A quelques mètres devant vous un homme marche et le bruit des semelles de ses chaussures sur la terre mouillée vous tire de votre rêverie désabusée, vous essayez de faire abstraction de sa présence mais le floc métronomique de sa marche pollue vos oreilles car il jure avec le bruit que vous imaginiez être celui du jardin, c'est-à-dire pas vraiment un bruit mais un murmure, un bruissement ambiant rythmé de cuicuis et de roucoulements, les feuilles mortes et les petites branches à peine dérangées par les pattes légères des oiseaux vaquant à leurs occupations, fourrageant sous les cailloux, le bec dans la terre pour trouver à manger et plus tard dans l'année ramassant de-ci de-là des brindilles pour fabriquer leur nid, mais non, même les oiseaux sont apprivoisés et ne s'envolent que de mauvaise grâce quand vous vous approchez, remplissant leur rôle avec une mauvaise volonté manifeste et horripilante qui vous donne envie de leur courir après, comme lorsque vous aviez huit ans, pour provoquer cette peur qu'ils devraient éprouver face à l'homme, ils se promènent dans les allées, s'interpellent, se poursuivent, bondissent bruyamment dans un froissement de plumes, se gavent de nourriture facile que leur jettent les visiteurs, qui déborde des poubelles, et comment feraient-ils de toute façon pour fouiller sous le tapis de feuilles mortes en décomposition et y trouver de quoi se nourrir, insectes et vers en tout genre, alors qu'ici même les feuilles mortes sont rangées, ramassées et entassées dans des enclos grillagés, charniers végétaux, cimetières où s'accumulent les mues des arbres. Soudain l'homme qui fait floc s'arrête, il brandit un appareil photo au zoom proéminent et entreprend de capturer cette nature artificielle, et alors que vous le dépassez, l'odeur rance de son cigare vient tapisser vos narines.

Vous descendez un escalier de treize marches pour arriver aux abords du Sénat qui se dresse à votre droite, et le contraste est encore plus frappant car ici la volonté de domestication est clairement affichée, le sol n'est plus boueux mais recouvert de graviers, les buissons sont taillés au carré, l'herbe fraichement tondue et des gendarmes – peut-être pas des gendarmes, mais des hommes en uniforme en tout cas – sont postés rigides, le regard vide et lointain, et il vous semble qu'ils surveillent la Vénus (là encore, vous n'êtes pas sure de vous) de pierre qui trône au milieu de l'herbe et qui vous frappe par la volupté anachronique de ses courbes, vous êtes certaines que la majeure partie des femmes qui s'arrêtent et l'admirent – Ô mais quelle beauté ! – détesteraient en vérité lui ressembler (d'ailleurs une joggeuse essoufflée passe sous les yeux de la statue pulpeuse), se moqueraient à voix basse d'une collègue un peu enrobée lui ressemblant, mais manifestent à sa vue une admiration conventionnelle, semblable aux jappements bizarres que vous avez poussé devant la Joconde la première fois que vous l'avez vue, pour feindre une béatitude que vous étiez honteuse de ne pas ressentir.

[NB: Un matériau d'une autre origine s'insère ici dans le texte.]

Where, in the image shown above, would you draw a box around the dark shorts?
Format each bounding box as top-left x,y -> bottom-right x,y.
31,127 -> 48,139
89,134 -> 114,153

Un groupe de chinois s'approche pour prendre des photos et vous vous souvenez d'un reportage que vous avez vu il n'y a pas longtemps à la télévision, dans lequel la journaliste racontait que de plus en plus de touristes asiatiques font à leur retour de Paris une véritable dépression car la ville n'est pas à la hauteur de l'idée qu'ils en avaient ; eux au moins osent se l'avouer. Autour d'un rond d'herbe se dressent d'autres statues, de grands personnages sûrement, mais vous ne les connaissez pas, des hommes exceptionnels, des héros en somme, qui fixent sur les paresseux paressant sur les chaises disposées en désordre leur sévères yeux de pierre, les badauds pour ainsi dire encerclés par ces sculptures austères, figées, et vous riez intérieurement car ces illustres pétrifiés portent sur leur tête un chapeau bien étrange, tous sont coiffés d'une mouette somnolente qui du haut de ce perchoir improvisé qu'elle tourne en ridicule sans le faire exprès, regarde l'agitation plus bas, la hauteur de sa situation la mettant en sécurité, et lâche de temps à autre sur les célèbres épaules une fiente dont le blanc contrastant avec le gris de la roche attire l'œil.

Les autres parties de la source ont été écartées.